US employers are considering many alternatives to address the significant economic hardships caused by the COVID-19 pandemic. One such alternative is putting one or more groups of employees on furlough—a low paid or unpaid leave of absence. However, now more than ever, employers must carefully address health plan coverage during a furlough. Issues US employers will need to consider include the following:

  • Payment of Premiums. An employer must consider how to handle the employee portion of the cost for medical coverage during the furlough. Normally, the employee portion of the cost is paid by payroll deductions and often on a pre-tax basis through a cafeteria plan (governed by Section 125 of the Internal Revenue Code). Putting an employee on furlough may—but does not necessarily—trigger a participant’s ability to change one or more of his elections under a cafeteria plan. An employer must carefully review the terms of its cafeteria plan, as well as the proposed terms for the furlough (including how/whether medical coverage will be provided during the furlough), to determine to what extent a participant may have the ability to change his or her elections. In addition, if an employer decides to continue coverage during the furlough and the plan is insured, the employer will need to consider how the employee portion of the premiums will be paid to the insurer for the furlough period (including issues surrounding the advancing of those amounts by the employer).

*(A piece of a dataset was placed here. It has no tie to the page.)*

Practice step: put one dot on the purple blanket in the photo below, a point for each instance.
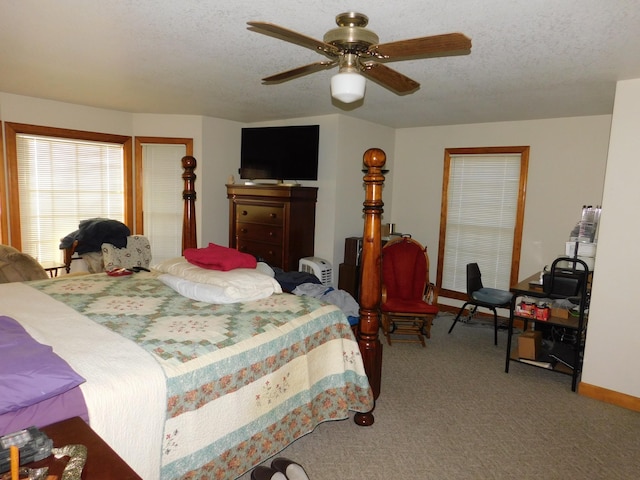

  • Discrimination. An employer must ensure that any health plan coverage offered during a furlough period complies with nondiscrimination laws applicable to health plans. Generally, this means that it should not be offered on a more favorable basis to highly-compensated individuals, including offering larger subsidies to highly compensated individuals, or discriminating against individuals based on their health status.

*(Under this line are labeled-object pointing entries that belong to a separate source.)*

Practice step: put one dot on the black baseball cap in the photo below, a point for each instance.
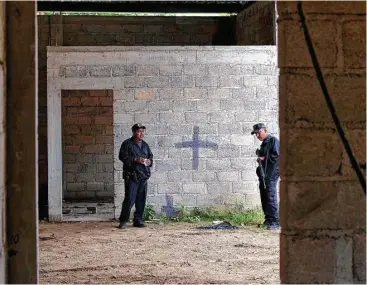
(256, 128)
(137, 127)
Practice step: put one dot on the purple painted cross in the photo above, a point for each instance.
(195, 144)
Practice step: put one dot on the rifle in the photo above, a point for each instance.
(260, 167)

  • Affordable Care Act. Employers need to consider the impact of the Patient Protection and Affordable Care Act (the “ACA”) on any changes to employment status and/or health plan coverage in order to limit the application of costly (and non-deductible) employer shared responsibility payments. Among these considerations:
    • Affected employees should be analyzed to determine whether they are in a stability period or considered “full-time” under the ACA such that failure to provide coverage may result in an employer shared responsibility payment.

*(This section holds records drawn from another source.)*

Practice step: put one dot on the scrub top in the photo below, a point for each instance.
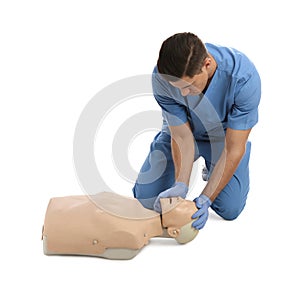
(230, 101)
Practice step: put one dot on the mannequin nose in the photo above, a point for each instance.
(185, 91)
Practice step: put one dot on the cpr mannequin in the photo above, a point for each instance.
(112, 226)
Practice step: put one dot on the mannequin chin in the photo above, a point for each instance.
(112, 226)
(176, 218)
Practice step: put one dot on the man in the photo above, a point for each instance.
(209, 97)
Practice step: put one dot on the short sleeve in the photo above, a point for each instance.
(173, 112)
(244, 112)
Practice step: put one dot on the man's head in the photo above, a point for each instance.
(185, 63)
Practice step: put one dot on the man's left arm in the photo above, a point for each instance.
(234, 149)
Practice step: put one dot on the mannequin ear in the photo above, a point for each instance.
(173, 232)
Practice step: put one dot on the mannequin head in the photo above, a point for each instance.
(176, 218)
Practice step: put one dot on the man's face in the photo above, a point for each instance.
(192, 86)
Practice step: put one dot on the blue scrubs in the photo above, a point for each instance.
(230, 101)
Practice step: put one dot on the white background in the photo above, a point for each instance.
(56, 55)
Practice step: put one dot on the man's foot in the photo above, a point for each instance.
(205, 174)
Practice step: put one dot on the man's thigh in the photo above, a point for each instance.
(232, 199)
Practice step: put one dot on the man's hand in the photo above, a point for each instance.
(179, 189)
(202, 203)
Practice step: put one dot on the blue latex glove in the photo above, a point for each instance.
(179, 189)
(202, 203)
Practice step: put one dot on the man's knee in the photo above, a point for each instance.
(229, 209)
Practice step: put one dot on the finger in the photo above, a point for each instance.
(199, 224)
(156, 205)
(198, 213)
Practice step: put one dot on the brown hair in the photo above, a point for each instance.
(181, 55)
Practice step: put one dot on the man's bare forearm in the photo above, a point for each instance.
(183, 158)
(222, 173)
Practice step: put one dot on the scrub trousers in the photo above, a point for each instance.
(158, 174)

    • Applicable large employers should consider whether they will continue to subsidize coverage so that it qualifies as “affordable” under the ACA.
  • COBRA. Continuation coverage under the Consolidated Omnibus Budget Reconciliation Act (“COBRA”) must generally be offered based on certain qualifying events that result in a loss of coverage. A termination of employment is a qualifying event and a reduction in hours may also be a qualifying event assuming, in each case, that coverage is lost under the plan as a result of the event. In the case of a COBRA qualifying event, affected employees (and their qualified beneficiaries) should be given notice and an opportunity to elect coverage under COBRA.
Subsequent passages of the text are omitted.